Without the information provided by industry as required under the IND
regulations, FDA cannot authorize or monitor the clinical
investigations which must be conducted prior to authorizing the sale
and general use of new drugs. These reports enable FDA to monitor a
study's
[[Page 11450]]
progress, to assure subject safety, to assure that a study will be
conducted ethically, and to increase the likelihood that the sponsor
will conduct studies that will be useful in determining whether the
drug should be marketed and available for use in medical practice.

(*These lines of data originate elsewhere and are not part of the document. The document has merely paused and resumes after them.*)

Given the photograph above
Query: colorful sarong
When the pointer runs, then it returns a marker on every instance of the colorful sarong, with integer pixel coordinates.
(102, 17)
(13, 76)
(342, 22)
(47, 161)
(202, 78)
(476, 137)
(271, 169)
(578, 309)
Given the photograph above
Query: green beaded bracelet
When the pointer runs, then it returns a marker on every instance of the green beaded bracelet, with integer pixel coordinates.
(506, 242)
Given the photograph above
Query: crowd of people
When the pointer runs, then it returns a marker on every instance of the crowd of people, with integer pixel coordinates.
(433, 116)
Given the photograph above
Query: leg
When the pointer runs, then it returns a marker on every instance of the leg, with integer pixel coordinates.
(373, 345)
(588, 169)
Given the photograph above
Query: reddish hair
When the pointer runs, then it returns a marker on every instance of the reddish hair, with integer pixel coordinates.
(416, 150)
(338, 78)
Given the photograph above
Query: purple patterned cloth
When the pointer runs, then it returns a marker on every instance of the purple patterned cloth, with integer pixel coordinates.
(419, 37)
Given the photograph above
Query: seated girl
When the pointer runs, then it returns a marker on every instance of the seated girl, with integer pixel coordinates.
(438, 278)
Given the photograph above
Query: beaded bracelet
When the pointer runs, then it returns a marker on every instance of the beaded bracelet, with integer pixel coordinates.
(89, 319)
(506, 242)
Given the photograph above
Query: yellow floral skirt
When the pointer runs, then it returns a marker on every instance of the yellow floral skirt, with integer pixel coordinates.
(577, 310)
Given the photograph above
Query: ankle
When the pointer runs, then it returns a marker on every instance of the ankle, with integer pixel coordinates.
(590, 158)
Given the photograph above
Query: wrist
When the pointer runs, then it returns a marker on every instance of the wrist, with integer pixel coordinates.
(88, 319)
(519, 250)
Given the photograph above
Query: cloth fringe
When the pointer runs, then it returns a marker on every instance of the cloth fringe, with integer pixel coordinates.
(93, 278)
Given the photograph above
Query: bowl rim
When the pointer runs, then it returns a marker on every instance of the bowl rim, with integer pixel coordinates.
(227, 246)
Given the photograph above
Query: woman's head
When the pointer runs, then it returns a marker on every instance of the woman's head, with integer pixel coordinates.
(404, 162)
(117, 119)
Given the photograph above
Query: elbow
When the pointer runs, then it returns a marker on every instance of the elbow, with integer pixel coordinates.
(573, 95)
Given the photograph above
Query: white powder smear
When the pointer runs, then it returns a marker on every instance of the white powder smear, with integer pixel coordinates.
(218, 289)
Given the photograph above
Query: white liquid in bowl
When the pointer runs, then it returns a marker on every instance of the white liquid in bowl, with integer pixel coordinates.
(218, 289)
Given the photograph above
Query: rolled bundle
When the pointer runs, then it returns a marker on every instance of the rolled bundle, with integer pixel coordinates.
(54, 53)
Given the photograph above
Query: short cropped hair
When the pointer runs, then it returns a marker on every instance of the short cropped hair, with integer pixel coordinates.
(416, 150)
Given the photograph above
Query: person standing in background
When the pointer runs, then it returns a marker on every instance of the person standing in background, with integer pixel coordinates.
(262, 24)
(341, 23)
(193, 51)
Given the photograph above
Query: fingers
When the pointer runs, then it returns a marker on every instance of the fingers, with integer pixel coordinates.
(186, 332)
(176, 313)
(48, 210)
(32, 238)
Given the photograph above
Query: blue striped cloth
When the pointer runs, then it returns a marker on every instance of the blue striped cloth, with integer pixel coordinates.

There are two forms that are required under part 312:
Form FDA-1571--``Investigational New Drug Application.'' A person
who intends to conduct a clinical investigation submits this form to
FDA. It includes the following information:
(1) A cover sheet containing background information on the sponsor
and investigator;
(2) A table of contents;
(3) An introductory statement and general investigational plan;
(4) An investigator's brochure describing the drug substance;
(5) A protocol for each planned study;
(6) Chemistry, manufacturing, and control information for each
investigation;
(7) Pharmacology and toxicology information for each investigation;
and
(8) Previous human experience with the investigational drug.
Form FDA-1572--``Investigator Statement.'' Before permitting an
investigator to begin participation in an investigation, the sponsor
must obtain and record this form. It includes background information on
the investigator and the investigation, and a general outline of the
planned investigation and the study protocol.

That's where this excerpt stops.